Néanmoins, je pensais être bien préparée. J’ai été suivie par une conseillère en accouchement et en allaitement et nous avons construit un plan de travail. Je savais ce que je voulais et ce que je ne voulais pas. Mais j’avais toujours peur. Je m’étais beaucoup renseignée pendant ma grossesse, car on le sait bien, « knowledge is power ». Je connaissais les abus de la surutilisation du Pitocin, les déclenchements de convenance pour satisfaire le donneur de soins et les risques accrus de césarienne que cela entraînait.  Puis, je savais que je voulais un accouchement sans péridurale. Je pensais que détenir toute l’information allait me protéger. Mais en arrivant à l’hôpital, rien ne s’est passé comme je l’avais planifié. J’avais perdu mes eaux en pleine réception. Ma pression artérielle avait augmenté. Ils m’ont donné un antibiotique pour prévenir des infections et de la mépéridine pour baisser ma pression artérielle. Pourquoi ce médicament, je posais des questions, mais je dérangeais visiblement. Personne ne me répondait. Et je ne leur faisais pas confiance.

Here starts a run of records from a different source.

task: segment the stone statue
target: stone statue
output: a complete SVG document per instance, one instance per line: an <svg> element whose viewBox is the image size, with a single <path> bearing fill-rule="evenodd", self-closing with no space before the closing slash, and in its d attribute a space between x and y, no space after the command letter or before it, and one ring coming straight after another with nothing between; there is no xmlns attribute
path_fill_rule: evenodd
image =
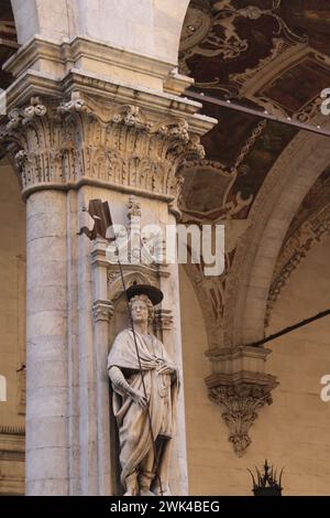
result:
<svg viewBox="0 0 330 518"><path fill-rule="evenodd" d="M121 483L127 496L169 495L178 371L162 342L148 332L153 306L162 301L163 293L135 284L128 295L140 361L131 328L118 334L108 357L119 428Z"/></svg>

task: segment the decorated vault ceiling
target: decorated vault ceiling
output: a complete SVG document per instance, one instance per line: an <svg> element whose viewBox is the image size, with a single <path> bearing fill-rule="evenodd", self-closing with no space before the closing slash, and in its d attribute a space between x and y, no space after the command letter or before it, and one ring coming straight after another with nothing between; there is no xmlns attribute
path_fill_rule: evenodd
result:
<svg viewBox="0 0 330 518"><path fill-rule="evenodd" d="M195 79L191 89L197 93L282 119L322 125L320 93L330 87L330 2L191 0L179 72ZM198 287L209 347L217 348L226 336L227 288L237 246L267 174L299 130L207 101L202 111L219 122L202 139L206 160L183 171L180 208L186 223L221 222L229 230L220 278L206 279L196 266L187 268ZM274 271L265 324L290 273L330 230L329 171L292 222Z"/></svg>
<svg viewBox="0 0 330 518"><path fill-rule="evenodd" d="M330 2L191 0L179 67L194 77L195 91L312 123L320 115L320 93L330 86ZM185 218L217 220L226 217L223 202L249 199L229 214L245 218L267 173L298 130L208 102L204 112L219 120L202 139L213 164L202 181L196 175L195 182L191 177L186 182ZM219 171L235 177L230 192L226 186L221 191ZM217 207L217 198L221 206Z"/></svg>

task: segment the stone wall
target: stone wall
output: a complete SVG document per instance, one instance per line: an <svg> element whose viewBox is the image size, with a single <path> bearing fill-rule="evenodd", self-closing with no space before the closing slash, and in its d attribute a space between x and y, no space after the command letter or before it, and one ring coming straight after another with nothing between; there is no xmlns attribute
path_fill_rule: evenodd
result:
<svg viewBox="0 0 330 518"><path fill-rule="evenodd" d="M329 307L329 253L327 237L293 273L273 311L268 333ZM280 385L273 391L274 403L261 410L250 431L246 455L238 458L220 407L207 399L206 331L183 269L180 290L189 493L251 495L246 468L262 467L266 457L278 468L285 466L284 495L329 495L330 403L320 399L320 378L330 374L329 317L272 344L266 368Z"/></svg>

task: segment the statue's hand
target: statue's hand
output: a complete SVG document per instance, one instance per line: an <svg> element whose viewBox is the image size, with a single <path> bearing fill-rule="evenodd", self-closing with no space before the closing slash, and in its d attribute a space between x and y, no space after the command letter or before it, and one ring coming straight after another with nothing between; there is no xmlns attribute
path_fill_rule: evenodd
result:
<svg viewBox="0 0 330 518"><path fill-rule="evenodd" d="M140 390L132 390L130 396L133 399L133 401L136 404L139 404L139 407L141 407L143 409L145 409L147 407L147 399L146 399L146 397L144 396L143 392L140 392Z"/></svg>
<svg viewBox="0 0 330 518"><path fill-rule="evenodd" d="M173 364L162 364L157 370L158 374L173 374L176 373L176 367Z"/></svg>

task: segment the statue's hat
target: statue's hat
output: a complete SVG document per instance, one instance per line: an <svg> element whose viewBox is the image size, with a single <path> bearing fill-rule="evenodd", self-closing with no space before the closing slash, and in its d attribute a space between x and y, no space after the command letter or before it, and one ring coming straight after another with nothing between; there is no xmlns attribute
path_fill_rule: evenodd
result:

On m’a placée dans une chambre et j’ai commencé le travail d’accouchement. J’aurais voulu marcher dans la salle et être en position assise pendant le travail pour éviter davantage les déchirures, mais on m’a laissé allongée tout le long. J’étais très fatiguée. Je ne me suis pas sentie entendue ni respectée. Après 12 heures de contractions, de travail et d’attente pour que mon col dilate (les infirmières venaient vérifier périodiquement), l’obstétricien est venu m’assister à l’accouchement. C’a été assez vite. Avec une seule poussée l’accouchement était fini. Je n’ai pas pu éviter les déchirures. Mais ça n’a pas été la déchirure qui m’a fait du mal, sinon le commentaire que l’obstétricien a jugé bon de faire quand j’ai réalisé qu’il y a eu des déchirements. Il a dit en finissant de recoudre : « T’inquiète, je vais faire un beau travail, je vais te laisser comme une vierge, ton conjoint va me remercier. » Endurer l’humiliation et se sentir impuissante. Ne pas avoir la force de répliquer, de se défendre, se sentir sans défense dans un moment de grande vulnérabilité.


J’avais effacé ces expériences, j’y pensais à peine. Je les avais normalisées. Pour moi l’accouchement équivalait à de la violence, une violence à laquelle on ne pouvait jamais se préparer assez. À la place d’être un moment rempli de joie, l’accouchement a été un moment traumatique. Je ne voulais plus passer par là, être dans une situation de vulnérabilité vis-à-vis d’un corps médical auquel je ne faisais pas confiance. Ne pas être traitée avec respect, ne pas être entendue, se voir nier le respect du consentement quand il s’agit de ton corps. Ne pas avoir accès à toutes les informations et être infantilisée.


Mais aujourd’hui, alors que l’on aborde ces expériences comme étant des violences, qu’il y a des personnes qui prennent la parole pour briser le silence, pour dénoncer et pour partager leurs expériences de violences obstétricales, j’ai un peu d’espoir. Je sais que ce que j’ai vécu n’était pas « normal ». Je sais qu’il faut se battre pour que ces violences cessent d’être normalisées et cessent d’arriver.


J’espère qu’il y aura davantage des plateformes pour qu’on puisse partager ces expériences et sensibiliser la population sur cette problématique répandue et comment elle a un impact sur les droits de toustes, surtout de celleux à qui on ne pense jamais quand il s’agit de discuter sur les violences genrées.